フランソワ・トリュフォー『大人は判ってくれない』(1959/仏)

★★★

12歳のアントワーヌ(ジャン=ピエール・レオ)は成績が悪いうえにいたずら好き。教師から注意されたり罰を受けたりする。家では父(アルベール・レミー)と母(クレール・モーリエ)がよく喧嘩しており、母はアントワーヌに対して当たりが強い。ある日、アントワーヌは親友のルネ(パトリック・オーフェー)と学校をさぼった。街に繰り出してみると母が見知らぬ男と抱き合っており……。

子供時代なんて友達同士の関係が世界のすべてで、親子関係なんて大して重要ではなかったと思う。少なくとも僕はそうだった。しかし、本作は子供と大人の非対称な関係にフォーカスしている。そういう意味では昨今の毒親問題に通じるかもしれない。いつの時代も親ガチャというのは存在するのだ。

教師は子供に対して抑圧的だし、母親も子供に対して当たりが強いのだが、それでも体罰をしないところはすごかった。この時代に体罰しないとかちょっとあり得ない。というのも、これより何十年も後に生まれた僕でさえ、母親からよく体罰されていたのである。母親は何かあるとすぐ僕の頭を引っ叩いていた。頭を叩けば素行の悪さも治るみたいな感覚だった。ところが、ある日それが原因で怪我をしてからは一切の体罰がなくなった。それが小学校低学年だったと思う。一方、学校で体罰されたことは一度もない。既に体罰はいけないという倫理観が当たり前だった。ところが、小学4年生のとき、田舎に引っ越して現地のそろばん教室に入ったのだが、そこはまったく別だった。講師が殴ったり蹴ったりするのが当たり前だった。大の男が手加減なしで暴力を振るうのである。教室は暴力の恐怖によって支配されていた。

と、こういう経験があるため、本作で教師や両親が体罰しないことに驚いたのである(父親が一度だけビンタをするが、あれは体罰のうちには入らないだろう)。確かにやさしくはないのだが、それでも一線は越えない。本作の子供時代と自分の子供時代だったら後者のほうが遥かにマシだとは思うが、それでもカルチャーギャップは感じる。

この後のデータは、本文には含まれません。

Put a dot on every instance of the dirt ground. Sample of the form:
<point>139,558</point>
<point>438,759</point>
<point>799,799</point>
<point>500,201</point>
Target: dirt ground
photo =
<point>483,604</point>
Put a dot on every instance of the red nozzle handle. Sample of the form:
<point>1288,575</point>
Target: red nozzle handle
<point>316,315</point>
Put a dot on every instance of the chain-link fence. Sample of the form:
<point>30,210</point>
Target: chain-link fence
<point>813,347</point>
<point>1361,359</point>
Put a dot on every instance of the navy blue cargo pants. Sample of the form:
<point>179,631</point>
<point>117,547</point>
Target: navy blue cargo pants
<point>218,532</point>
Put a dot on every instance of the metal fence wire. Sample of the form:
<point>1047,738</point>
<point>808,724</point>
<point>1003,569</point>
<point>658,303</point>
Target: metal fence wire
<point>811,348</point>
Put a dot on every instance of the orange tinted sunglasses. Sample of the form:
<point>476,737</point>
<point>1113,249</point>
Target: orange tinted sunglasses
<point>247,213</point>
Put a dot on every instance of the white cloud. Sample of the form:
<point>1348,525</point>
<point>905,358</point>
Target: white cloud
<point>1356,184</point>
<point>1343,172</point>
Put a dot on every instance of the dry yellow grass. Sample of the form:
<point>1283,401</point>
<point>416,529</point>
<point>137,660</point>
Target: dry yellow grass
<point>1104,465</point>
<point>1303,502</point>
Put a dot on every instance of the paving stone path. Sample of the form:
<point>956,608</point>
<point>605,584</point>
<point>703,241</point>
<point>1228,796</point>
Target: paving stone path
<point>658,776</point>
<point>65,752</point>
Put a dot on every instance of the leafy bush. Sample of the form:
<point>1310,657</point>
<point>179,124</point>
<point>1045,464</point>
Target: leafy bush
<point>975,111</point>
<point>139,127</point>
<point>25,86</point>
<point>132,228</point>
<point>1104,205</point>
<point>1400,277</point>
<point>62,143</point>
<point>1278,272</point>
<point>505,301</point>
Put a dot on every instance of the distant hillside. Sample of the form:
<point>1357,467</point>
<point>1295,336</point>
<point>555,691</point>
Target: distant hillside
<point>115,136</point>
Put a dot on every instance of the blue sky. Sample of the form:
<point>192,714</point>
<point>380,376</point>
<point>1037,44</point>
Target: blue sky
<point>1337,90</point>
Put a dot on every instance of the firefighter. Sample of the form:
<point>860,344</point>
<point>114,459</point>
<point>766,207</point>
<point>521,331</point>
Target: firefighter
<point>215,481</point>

子供というのは大人が作った社会システムの間借り人であって、将来のタックスペイヤーとして従順に育つことを期待されている。だから子供も近代国家のシステムに順応しなければいけない。学校や家庭で規律を叩き込まれ、つつがなく自立することを求められる。成績の良さも行儀の良さも、すべては質の高い労働者になるためだ。落ちこぼれたらたちまち下の世界に送られてしまう。少年といえども、犯罪を犯したら問答無用でベルトコンベアーに乗せられ矯正施設に収容されるのだ。誰も社会システムからは逃れられない。大人は金さえあれば環境を選べるが、子供はどうあがいても選べないのだ。黙って所与の条件(親ガチャ)に従うしかないのである。親ガチャの結果、非行に走ったとしても自己責任として処理される。近代国家がもたらしたのは、はみ出し者を許容しない社会だった。本作を観てその窮屈さに思いを馳せた。